1. Core Collapse and Helium Fusion:
* Hydrogen Depletion: The star's core, where hydrogen fusion has been occurring, runs out of hydrogen fuel. Without the outward pressure from fusion, gravity takes over and the core begins to collapse.
* Helium Ignition: The immense pressure and temperature in the collapsing core ignite helium fusion, creating carbon and oxygen. This is a much more powerful process than hydrogen fusion, causing the star to expand and cool.
2. Red Giant Phase:
* Expansion and Cooling: The star expands dramatically, becoming a red giant. Its outer layers cool, giving it a reddish hue. The star may engulf nearby planets.
* Variable Luminosity: Red giants often become unstable, pulsating and changing their luminosity over time.

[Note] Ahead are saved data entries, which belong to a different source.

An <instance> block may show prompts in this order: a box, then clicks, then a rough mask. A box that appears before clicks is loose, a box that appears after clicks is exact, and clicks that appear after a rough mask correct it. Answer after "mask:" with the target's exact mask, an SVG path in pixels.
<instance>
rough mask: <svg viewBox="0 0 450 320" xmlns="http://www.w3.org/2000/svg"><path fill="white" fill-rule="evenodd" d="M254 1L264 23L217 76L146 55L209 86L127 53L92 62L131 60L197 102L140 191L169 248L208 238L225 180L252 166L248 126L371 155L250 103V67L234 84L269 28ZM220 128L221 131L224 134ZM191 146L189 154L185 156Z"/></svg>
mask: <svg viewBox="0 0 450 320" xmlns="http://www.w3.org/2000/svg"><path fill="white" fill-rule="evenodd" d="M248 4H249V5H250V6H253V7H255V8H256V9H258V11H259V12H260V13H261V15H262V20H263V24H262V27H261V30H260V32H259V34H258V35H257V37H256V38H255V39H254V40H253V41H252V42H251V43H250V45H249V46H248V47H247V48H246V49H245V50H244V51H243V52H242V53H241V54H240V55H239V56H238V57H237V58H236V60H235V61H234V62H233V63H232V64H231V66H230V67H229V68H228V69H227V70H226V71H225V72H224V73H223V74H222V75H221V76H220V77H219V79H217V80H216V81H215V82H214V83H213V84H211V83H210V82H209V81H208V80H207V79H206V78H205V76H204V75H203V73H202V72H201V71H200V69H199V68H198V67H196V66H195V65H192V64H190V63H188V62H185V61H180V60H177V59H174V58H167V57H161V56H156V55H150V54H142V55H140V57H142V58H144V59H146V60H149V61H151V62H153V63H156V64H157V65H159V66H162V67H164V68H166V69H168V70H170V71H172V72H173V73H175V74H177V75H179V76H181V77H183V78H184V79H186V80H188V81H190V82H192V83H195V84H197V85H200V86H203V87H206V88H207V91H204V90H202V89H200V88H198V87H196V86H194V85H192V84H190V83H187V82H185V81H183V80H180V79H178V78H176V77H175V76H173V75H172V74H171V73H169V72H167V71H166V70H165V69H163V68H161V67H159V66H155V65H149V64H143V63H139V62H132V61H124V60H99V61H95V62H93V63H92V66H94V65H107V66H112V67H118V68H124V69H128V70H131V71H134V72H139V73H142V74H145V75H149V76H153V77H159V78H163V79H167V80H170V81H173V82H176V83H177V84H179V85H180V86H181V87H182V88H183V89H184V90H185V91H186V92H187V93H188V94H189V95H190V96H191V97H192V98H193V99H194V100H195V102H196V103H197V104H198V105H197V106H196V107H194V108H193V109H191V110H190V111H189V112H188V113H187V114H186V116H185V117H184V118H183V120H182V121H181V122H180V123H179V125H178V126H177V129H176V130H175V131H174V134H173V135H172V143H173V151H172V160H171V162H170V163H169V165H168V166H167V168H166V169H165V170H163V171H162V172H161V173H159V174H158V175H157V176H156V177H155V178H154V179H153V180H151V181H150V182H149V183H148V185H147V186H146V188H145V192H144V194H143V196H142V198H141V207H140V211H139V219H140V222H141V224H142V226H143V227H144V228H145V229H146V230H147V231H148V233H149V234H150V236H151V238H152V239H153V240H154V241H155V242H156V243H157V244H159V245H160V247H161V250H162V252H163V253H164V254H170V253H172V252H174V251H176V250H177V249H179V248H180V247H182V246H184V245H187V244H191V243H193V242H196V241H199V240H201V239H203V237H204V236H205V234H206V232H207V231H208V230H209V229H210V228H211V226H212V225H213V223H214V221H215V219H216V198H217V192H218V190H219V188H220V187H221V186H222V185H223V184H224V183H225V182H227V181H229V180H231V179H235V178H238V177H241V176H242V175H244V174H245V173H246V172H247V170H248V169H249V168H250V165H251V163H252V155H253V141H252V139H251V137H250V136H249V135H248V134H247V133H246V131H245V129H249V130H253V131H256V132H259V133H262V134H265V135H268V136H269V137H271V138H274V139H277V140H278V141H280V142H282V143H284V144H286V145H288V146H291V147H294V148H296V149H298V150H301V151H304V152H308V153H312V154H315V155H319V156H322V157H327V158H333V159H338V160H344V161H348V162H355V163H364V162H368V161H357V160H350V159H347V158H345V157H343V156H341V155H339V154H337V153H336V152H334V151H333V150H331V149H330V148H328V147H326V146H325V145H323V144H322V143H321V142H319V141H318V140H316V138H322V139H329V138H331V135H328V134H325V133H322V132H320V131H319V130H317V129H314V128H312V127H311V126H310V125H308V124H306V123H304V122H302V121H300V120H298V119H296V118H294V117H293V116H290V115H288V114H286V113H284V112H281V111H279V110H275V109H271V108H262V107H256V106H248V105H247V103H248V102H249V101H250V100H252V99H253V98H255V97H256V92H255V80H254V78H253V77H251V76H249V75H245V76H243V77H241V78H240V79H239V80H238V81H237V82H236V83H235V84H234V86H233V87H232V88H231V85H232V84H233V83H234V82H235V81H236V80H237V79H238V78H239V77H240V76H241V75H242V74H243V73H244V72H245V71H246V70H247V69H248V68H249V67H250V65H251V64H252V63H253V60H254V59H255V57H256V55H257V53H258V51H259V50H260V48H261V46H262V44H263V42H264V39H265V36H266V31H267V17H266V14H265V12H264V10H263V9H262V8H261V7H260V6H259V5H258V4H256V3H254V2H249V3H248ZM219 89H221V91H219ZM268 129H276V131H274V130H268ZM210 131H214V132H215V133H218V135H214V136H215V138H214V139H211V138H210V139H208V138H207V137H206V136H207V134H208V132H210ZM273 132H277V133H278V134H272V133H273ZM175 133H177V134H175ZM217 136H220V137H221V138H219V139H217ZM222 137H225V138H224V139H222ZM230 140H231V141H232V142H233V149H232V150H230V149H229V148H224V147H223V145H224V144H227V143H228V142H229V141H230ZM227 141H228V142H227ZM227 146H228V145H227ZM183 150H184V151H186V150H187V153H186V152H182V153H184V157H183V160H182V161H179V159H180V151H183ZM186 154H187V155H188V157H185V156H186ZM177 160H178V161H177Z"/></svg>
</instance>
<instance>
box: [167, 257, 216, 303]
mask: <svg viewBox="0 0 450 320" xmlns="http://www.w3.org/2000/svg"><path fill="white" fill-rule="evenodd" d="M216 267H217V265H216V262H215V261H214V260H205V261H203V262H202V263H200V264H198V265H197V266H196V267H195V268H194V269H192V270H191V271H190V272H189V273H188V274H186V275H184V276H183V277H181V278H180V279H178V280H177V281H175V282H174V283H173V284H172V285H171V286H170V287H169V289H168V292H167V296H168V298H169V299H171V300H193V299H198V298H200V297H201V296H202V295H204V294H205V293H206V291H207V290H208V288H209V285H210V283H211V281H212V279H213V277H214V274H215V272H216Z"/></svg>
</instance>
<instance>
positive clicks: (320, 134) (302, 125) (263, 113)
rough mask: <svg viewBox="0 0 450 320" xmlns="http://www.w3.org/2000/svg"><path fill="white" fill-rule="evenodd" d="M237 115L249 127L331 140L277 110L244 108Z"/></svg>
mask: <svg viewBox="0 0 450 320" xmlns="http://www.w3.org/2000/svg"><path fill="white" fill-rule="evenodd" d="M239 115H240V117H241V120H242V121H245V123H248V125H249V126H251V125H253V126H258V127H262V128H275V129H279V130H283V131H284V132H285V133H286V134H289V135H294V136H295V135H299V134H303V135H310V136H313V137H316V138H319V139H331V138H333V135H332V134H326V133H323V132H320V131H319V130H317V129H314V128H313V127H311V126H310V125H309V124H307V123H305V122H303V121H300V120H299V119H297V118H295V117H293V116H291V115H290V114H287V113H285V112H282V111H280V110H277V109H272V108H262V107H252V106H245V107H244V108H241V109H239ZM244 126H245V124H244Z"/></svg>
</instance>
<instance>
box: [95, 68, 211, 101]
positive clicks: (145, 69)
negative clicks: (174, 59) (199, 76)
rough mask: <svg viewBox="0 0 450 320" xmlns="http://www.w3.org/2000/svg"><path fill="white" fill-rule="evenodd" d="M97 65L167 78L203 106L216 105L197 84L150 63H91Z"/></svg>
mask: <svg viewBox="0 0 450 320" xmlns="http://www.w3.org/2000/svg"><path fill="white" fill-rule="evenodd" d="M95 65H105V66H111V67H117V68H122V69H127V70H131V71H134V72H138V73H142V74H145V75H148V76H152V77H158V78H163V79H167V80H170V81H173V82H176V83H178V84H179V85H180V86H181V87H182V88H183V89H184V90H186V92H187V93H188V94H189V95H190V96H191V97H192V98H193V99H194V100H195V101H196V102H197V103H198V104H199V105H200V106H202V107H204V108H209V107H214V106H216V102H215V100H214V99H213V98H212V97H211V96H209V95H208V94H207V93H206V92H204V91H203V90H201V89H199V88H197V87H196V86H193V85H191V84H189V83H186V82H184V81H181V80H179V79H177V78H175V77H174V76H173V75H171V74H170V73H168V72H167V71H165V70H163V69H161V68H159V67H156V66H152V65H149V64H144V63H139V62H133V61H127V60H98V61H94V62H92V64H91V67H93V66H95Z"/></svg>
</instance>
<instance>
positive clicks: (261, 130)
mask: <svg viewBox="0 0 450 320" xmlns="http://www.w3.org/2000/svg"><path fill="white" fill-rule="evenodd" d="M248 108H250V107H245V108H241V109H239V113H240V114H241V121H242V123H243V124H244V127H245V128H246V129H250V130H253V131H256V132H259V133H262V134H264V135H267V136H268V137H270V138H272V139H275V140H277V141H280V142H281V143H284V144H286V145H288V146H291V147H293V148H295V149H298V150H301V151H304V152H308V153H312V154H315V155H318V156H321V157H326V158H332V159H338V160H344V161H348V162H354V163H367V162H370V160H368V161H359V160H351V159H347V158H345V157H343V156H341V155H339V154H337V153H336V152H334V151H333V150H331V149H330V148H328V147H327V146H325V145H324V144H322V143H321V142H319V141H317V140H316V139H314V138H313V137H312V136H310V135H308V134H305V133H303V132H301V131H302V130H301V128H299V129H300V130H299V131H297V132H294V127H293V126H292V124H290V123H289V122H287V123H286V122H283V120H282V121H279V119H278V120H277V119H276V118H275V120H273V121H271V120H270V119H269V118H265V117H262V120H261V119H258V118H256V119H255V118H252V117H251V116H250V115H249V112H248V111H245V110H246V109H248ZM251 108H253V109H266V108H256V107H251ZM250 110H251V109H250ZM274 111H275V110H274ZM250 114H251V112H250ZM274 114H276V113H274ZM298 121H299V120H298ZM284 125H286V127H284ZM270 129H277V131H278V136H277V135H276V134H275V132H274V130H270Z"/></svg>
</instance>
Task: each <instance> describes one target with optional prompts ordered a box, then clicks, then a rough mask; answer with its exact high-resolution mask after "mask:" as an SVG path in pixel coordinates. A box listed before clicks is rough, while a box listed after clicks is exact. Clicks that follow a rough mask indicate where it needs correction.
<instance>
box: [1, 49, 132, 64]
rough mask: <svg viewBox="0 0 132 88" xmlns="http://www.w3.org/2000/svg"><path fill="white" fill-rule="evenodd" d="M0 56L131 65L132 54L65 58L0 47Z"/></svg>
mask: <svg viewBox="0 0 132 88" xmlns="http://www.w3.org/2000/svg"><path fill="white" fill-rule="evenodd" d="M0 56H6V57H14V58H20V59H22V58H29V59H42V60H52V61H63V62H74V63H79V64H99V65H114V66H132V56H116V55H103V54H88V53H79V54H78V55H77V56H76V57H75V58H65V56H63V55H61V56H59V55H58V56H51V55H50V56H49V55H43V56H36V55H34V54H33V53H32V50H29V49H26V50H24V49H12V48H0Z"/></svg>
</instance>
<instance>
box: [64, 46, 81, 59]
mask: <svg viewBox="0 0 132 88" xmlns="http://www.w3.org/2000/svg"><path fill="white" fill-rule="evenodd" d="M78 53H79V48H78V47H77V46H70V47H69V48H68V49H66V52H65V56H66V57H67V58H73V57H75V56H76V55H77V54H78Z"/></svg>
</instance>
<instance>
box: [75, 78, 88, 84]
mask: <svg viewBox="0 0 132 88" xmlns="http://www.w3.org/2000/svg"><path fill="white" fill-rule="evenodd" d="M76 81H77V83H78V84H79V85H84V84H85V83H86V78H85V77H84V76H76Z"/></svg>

3. Evolution Depending on Mass:
* Low-Mass Stars (Sun-like): The red giant phase for low-mass stars is relatively short. They eventually shed their outer layers, creating a planetary nebula. The remaining core, now a white dwarf, slowly cools over billions of years.
* Intermediate-Mass Stars: Intermediate-mass stars experience a more complex evolution, undergoing several stages of fusion, including carbon fusion and oxygen fusion. They eventually become a white dwarf, a neutron star, or a black hole, depending on their initial mass.
* High-Mass Stars: High-mass stars experience even more dramatic changes, becoming supergiants and eventually exploding in spectacular supernova events. These events are responsible for creating heavy elements and seeding the universe with new materials.
Summary:
The depletion of hydrogen in a star's core triggers a series of events that lead to its transformation into a red giant. The star's eventual fate depends on its initial mass. Low-mass stars become white dwarfs, intermediate-mass stars become various types of compact objects, and high-mass stars explode as supernovae.